The advent of the COVID-19 crisis caused much upheaval for school students, their families and teachers, as learning quickly moved from the classroom to the home, via computer screens.
But for many students at Doxa School in Bendigo, the changes proved a boon for their learning.
Principal John Russell said that while some students naturally found the shift difficult, many became more engaged in their education.
"Our connection to learning and attendance through the online medium was probably higher than it was prior," Mr Russell said.
The school provides a flexible learning environment for students who have difficulties in mainstream schools and are at risk of not completing their compulsory education.
During Victoria's school shutdown, Doxa staff delivered most of their teaching online, but each class group also had an in-person session they could attend each week, although only a small proportion of students chose to go to school.

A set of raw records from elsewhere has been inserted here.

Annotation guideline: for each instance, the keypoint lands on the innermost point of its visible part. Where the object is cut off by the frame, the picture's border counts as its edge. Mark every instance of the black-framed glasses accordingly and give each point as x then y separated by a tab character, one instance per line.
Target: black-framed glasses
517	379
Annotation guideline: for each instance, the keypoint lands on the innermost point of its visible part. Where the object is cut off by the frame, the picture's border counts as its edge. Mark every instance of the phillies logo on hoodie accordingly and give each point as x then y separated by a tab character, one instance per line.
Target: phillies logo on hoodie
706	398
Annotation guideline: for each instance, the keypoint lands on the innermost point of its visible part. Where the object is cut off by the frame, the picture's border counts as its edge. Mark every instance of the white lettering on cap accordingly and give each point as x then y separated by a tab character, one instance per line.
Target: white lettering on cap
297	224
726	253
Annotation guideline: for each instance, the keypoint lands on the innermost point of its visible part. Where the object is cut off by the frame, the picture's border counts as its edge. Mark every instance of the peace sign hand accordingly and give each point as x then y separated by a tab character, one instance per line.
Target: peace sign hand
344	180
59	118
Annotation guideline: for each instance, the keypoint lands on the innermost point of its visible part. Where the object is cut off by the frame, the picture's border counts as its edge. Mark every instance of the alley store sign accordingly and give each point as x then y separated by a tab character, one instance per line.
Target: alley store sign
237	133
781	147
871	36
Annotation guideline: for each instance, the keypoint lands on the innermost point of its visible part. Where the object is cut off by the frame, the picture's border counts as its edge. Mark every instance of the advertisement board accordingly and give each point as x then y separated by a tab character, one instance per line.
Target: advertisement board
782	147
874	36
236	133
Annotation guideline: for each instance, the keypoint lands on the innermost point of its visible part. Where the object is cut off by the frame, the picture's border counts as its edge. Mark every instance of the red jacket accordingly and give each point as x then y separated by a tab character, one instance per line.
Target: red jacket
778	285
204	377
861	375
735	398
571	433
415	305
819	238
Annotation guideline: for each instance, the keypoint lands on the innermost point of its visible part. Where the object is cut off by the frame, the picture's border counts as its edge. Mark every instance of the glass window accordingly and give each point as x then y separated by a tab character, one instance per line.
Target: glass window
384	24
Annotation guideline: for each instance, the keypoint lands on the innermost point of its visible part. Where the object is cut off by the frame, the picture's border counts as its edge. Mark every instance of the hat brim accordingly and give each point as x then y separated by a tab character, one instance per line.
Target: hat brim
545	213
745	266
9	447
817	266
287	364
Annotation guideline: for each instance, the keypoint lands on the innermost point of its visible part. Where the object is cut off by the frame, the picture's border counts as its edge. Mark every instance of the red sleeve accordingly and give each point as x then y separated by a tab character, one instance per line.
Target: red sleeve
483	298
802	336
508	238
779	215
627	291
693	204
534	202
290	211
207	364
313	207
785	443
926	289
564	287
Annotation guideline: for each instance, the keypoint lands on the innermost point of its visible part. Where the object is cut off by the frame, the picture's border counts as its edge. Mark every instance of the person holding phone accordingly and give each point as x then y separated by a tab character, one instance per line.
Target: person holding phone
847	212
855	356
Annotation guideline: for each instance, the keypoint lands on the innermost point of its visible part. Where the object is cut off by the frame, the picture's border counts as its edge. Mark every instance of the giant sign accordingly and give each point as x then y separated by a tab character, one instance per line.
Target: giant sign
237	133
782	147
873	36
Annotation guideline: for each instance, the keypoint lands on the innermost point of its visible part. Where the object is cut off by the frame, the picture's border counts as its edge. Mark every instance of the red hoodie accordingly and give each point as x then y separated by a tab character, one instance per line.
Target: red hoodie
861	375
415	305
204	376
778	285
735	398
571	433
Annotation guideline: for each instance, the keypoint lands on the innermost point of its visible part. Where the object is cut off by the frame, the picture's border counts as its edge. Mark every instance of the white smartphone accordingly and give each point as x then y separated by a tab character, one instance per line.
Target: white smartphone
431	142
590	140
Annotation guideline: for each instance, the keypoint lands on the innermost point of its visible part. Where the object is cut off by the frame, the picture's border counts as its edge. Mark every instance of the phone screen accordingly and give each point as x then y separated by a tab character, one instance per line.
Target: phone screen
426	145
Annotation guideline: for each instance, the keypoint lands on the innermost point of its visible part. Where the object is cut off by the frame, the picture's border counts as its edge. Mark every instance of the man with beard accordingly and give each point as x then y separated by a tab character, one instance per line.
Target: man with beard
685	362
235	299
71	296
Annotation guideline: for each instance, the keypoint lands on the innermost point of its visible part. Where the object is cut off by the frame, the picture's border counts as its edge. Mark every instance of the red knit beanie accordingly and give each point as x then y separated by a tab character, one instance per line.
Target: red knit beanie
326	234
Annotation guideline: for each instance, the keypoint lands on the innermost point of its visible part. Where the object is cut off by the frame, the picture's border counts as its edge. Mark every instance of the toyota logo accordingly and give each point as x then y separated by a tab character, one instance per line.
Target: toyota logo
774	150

Mr Russell said the flexibility of online learning worked well for a lot of students.
Anxiety around coronavirus was also quite high, he said, and most students felt safer at home.
Mr Russell said many students also experienced anxiety in social settings but being at home removed that, which meant they were better able to engage with their work.
All students were provided with the equipment needed to learn online.
"What they've missed out on is the social connection and being able to be supported with that social stuff," Mr Russell said.
However, students and their families had daily connection with both teachers and wellbeing workers online, sometimes more than once per day.
Mr Russell said the involvement of families helped keep students on track.
The shutdown period also provided staff with an opportunity to learn how to use different platforms to teach, he said, which would hopefully make it easier to support students into the future.
Students will return to the school on Tuesday.
Mr Russell said the first week would most likely involve shorter sessions to help students reorient themselves and ease any anxiety.
While he was looking forward to seeing students back at school, Mr Russell said some would choose to work from home for longer, and the school would continue to support them with that.
The school will also have to adapt some of its usual programs, to keep everyone safe in the ongoing pandemic.
A significant focus of the school's program is connection to the community, and giving students opportunities they might not have otherwise.
This often involves excursions to various venues, overnight camps and long-distance travel, which are all restricted due to COVID-19 health measures.
"Those sorts of activities we're rethinking for the year," Mr Russell said.
He said the school was otherwise taking things term by term - being a small, flexible-learning school, it could adapt quickly.
Mr Russell said students, families and staff had all been "brilliant" in how they had adapted to the changing circumstances this year.
"I can't speak highly enough of the school community," he said.